A few weeks ago, I received a review copy from Running Press of a new knitting book out called What to Knit When You’re Expecting: Simple Mittens, Blankets, Hats & Sweaters for Baby. The book retails for $20 US/ $23 Canadian. It is written by Nikki Van De Car who explains in the introduction that she developed many of the designs while she was expecting her daughter, and then later, she developed more as friends and family members also had babies. The 30 patterns in the book are items the author feels are wearable, pieces that you will pull out over and over again for your baby to wear and for you both to enjoy. This does not necessarily mean there are only practical designs in the book. For example, one project includes an adorable little tutu-style skirt.

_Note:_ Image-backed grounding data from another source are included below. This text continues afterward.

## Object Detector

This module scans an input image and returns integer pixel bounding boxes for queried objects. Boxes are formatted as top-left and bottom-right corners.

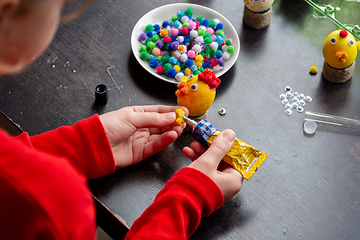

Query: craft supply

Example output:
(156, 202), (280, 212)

(243, 0), (274, 29)
(94, 84), (108, 105)
(304, 111), (360, 132)
(180, 115), (268, 180)
(137, 7), (236, 79)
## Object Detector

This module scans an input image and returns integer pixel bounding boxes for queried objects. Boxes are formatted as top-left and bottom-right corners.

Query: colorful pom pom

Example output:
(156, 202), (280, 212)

(156, 65), (164, 74)
(163, 35), (172, 44)
(167, 68), (176, 78)
(139, 33), (147, 41)
(187, 50), (196, 58)
(140, 51), (149, 60)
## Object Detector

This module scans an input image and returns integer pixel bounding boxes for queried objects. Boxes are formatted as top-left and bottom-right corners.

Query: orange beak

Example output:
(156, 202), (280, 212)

(176, 82), (189, 96)
(335, 51), (348, 63)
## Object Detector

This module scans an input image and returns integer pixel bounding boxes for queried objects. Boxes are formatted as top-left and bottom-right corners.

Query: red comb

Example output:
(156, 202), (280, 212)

(339, 30), (348, 38)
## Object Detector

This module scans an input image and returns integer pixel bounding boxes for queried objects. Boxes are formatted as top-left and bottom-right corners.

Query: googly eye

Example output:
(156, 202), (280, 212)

(349, 39), (355, 47)
(330, 38), (337, 44)
(191, 84), (199, 91)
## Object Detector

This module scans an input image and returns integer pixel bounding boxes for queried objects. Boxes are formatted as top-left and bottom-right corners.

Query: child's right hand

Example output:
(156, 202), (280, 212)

(183, 129), (244, 203)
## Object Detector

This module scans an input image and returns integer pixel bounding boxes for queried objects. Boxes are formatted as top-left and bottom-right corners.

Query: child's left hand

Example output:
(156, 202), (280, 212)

(99, 105), (188, 168)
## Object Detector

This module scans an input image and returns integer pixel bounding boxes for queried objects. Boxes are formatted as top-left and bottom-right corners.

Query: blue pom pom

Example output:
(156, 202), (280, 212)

In fact, that word…”adorable”….pretty much describes every single project in this book! Of course, what is not to love when it comes to tiny sweaters, baby bloomers, and little booties? The projects are organized by trimester so that projects that take more time (like baby afghans) can be started early on and finished in plenty of time for the baby. The second trimester section has more gender specific patterns (like the tutu mentioned) because by then you might know if you are having a boy or girl. Finally, the third trimester section has the smaller and simpler project in it.
I have really enjoyed browsing through the patterns, mainly because the photographs are so nice. Each pattern has at least one photograph of the entire finished piece (sometimes more than one) as well as close ups so you can see details, such as the lace-like trim on a pair of bloomers. While there are a few challenging projects in the book, there are also plenty of burp clothes, hats, and afghans that are a little less involved as far as knitting skills.

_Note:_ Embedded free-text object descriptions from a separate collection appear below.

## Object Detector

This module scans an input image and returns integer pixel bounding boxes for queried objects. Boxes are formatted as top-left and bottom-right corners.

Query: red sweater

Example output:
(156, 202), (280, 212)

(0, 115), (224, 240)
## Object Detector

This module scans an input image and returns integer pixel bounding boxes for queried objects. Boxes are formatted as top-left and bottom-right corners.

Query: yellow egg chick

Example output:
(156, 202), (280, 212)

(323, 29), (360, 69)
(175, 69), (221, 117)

The front matter of the book does have some basics on knitting, but I would not expect anyone to learn how to knit using just these few pages, even though they do have instructions and illustrations. However, there is a handy size chart and some other general information that is helpful. One note on the yarn – she does not use any acrylic. Now some will cheer at this and some will gasp, but her reasoning is that for her the washing isn’t that big of a deal (she explains how she does it for her baby’s hand-knits), and she gets the benefit or working with yarn that feels great and also feels good on her baby’s skin. Of course, for those who want super easy wash and wear, I see no reason why all of these patterns could not be made with acrylic.
Before I end, I have to do the math as usual. Okay, so a $20 book (which of course is cheaper on Amazon if you check out my links above) and 30 projects means .67 a project. If you enjoy knitting baby items or if you have wanted to start, this is a bargain book with very wearable and cute (even adorable) patterns that I can’t see any knitter not enjoying and using regularly.